How to learn Building Reusable Views For BI for SQL in BI Analyst for free

Who this is for

BI Analysts and data practitioners who build dashboards and reports and want stable, well-documented SQL views that the whole team can reuse safely.

Prerequisites

Comfort with SELECT, JOIN, GROUP BY, and CTEs.
Basic familiarity with your warehouse (PostgreSQL/Snowflake/BigQuery/Redshift syntax differences).
Understanding of your company’s core entities (customers, orders, products).

Why this matters

In BI work you repeatedly need clean, consistent data for dashboards and ad-hoc questions. Reusable SQL views give everyone a single, trustworthy source. Real tasks where this helps:

Providing a single definition of metrics (e.g., Daily Active Customers) across multiple dashboards.
Hiding raw data complexity (deduplication, type casting, nullable fields) behind a clean interface.
Speeding up onboarding: new analysts query one documented view instead of re-learning joins.

Concept explained simply

A reusable view is a named SQL query you can SELECT from as if it were a table. It standardizes logic (joins, filters, types, naming) so others don’t have to rebuild it. Think of it as a contract: stable columns with clear meanings that don’t surprise downstream users.

Mental model

Imagine three layers:

Staging (raw_clean): lightly cleaned source tables.
Base views (analytics.base_*): consistent schemas, business-safe defaults (data types, null-handling).
Consumer views (analytics.v_*): user-friendly surfaces for dashboards (pre-aggregations, labels).

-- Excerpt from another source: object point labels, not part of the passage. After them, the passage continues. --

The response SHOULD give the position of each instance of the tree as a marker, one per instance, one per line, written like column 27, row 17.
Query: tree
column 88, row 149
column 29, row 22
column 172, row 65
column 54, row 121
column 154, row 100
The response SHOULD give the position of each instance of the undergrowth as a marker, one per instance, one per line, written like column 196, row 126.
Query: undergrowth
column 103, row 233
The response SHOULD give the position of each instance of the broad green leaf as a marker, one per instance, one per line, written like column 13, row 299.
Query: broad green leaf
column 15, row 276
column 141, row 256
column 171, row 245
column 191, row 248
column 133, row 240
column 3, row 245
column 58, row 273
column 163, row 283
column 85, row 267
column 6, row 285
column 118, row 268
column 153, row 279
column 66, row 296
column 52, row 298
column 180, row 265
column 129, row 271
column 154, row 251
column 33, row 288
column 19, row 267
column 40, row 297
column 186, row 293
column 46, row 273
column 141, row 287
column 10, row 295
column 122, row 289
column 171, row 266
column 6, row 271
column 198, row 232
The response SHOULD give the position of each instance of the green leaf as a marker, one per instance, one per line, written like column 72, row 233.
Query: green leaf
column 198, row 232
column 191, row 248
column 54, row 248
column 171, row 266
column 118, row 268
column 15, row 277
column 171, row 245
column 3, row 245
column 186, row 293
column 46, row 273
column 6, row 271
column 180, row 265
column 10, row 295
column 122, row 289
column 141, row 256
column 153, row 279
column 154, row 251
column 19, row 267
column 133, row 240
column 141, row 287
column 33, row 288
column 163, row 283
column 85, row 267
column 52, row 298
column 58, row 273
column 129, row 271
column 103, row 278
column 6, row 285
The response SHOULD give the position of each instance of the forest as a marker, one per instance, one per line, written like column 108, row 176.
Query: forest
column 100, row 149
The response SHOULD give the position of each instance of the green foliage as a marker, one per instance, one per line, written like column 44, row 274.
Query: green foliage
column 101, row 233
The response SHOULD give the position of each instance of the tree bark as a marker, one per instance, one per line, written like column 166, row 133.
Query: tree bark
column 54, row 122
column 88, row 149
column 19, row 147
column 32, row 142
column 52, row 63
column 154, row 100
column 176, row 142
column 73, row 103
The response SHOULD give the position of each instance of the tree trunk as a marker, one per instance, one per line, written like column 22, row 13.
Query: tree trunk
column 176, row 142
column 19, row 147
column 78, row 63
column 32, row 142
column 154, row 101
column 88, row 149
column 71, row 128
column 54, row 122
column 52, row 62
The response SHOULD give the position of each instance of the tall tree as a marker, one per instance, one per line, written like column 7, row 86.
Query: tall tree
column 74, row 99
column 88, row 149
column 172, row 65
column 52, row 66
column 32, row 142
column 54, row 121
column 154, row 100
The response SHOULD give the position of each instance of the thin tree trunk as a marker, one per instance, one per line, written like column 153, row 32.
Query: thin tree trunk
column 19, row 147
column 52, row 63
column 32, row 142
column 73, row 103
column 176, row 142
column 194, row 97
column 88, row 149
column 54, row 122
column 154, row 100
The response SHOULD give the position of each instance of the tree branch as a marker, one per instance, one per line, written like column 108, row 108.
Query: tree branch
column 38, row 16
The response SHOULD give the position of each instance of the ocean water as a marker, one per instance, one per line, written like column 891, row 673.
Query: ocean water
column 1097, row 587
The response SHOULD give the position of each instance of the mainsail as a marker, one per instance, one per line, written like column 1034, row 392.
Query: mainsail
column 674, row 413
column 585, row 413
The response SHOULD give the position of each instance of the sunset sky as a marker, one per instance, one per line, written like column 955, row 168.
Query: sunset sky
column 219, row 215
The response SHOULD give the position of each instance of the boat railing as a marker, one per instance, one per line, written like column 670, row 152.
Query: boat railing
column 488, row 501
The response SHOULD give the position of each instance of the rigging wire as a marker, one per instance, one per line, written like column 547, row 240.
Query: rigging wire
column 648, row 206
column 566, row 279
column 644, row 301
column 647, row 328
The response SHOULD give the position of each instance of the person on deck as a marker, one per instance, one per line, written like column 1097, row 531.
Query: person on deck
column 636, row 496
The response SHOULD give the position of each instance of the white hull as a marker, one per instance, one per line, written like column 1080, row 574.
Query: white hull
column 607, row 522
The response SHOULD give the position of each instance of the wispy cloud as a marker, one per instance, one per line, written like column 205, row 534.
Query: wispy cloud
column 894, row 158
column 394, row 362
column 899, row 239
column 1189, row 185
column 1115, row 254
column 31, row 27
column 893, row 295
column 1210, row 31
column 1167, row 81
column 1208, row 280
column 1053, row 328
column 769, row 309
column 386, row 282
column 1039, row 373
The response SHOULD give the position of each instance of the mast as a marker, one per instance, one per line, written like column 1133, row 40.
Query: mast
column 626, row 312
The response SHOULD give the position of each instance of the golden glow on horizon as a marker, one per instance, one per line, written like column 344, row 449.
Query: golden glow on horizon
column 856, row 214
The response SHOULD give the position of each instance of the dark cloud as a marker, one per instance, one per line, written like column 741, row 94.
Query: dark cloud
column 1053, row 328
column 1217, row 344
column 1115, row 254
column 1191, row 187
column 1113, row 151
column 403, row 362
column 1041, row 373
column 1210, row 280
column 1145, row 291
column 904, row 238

Base views change rarely and prioritize correctness. Consumer views are tailored for specific use cases but built on base views to avoid duplication.

Design principles for reusable BI views

Stability first: prefer additive changes; avoid breaking renames or type changes.
Explicit columns: never SELECT *; list columns with clear, semantic names (snake_case).
Type safety: CAST to expected types; normalize booleans and timestamps; set time zones explicitly if applicable.
Null handling: use COALESCE and default flags to avoid surprising NULLs in dashboards.
Document in-line: add a header comment describing purpose, grain, and column meanings.
Two-tier approach: build a base view, then thin consumer views on top for specific metrics.
Performance: push filters to source, avoid unnecessary DISTINCT, and pre-aggregate where appropriate.
Reproducibility: use CREATE OR REPLACE VIEW; isolate logic in CTEs with clear names.
Security: expose only necessary columns; exclude PII or mask it as required by policy.

Worked examples

Example 1: Customer dimension base view (dedupe, types, flags)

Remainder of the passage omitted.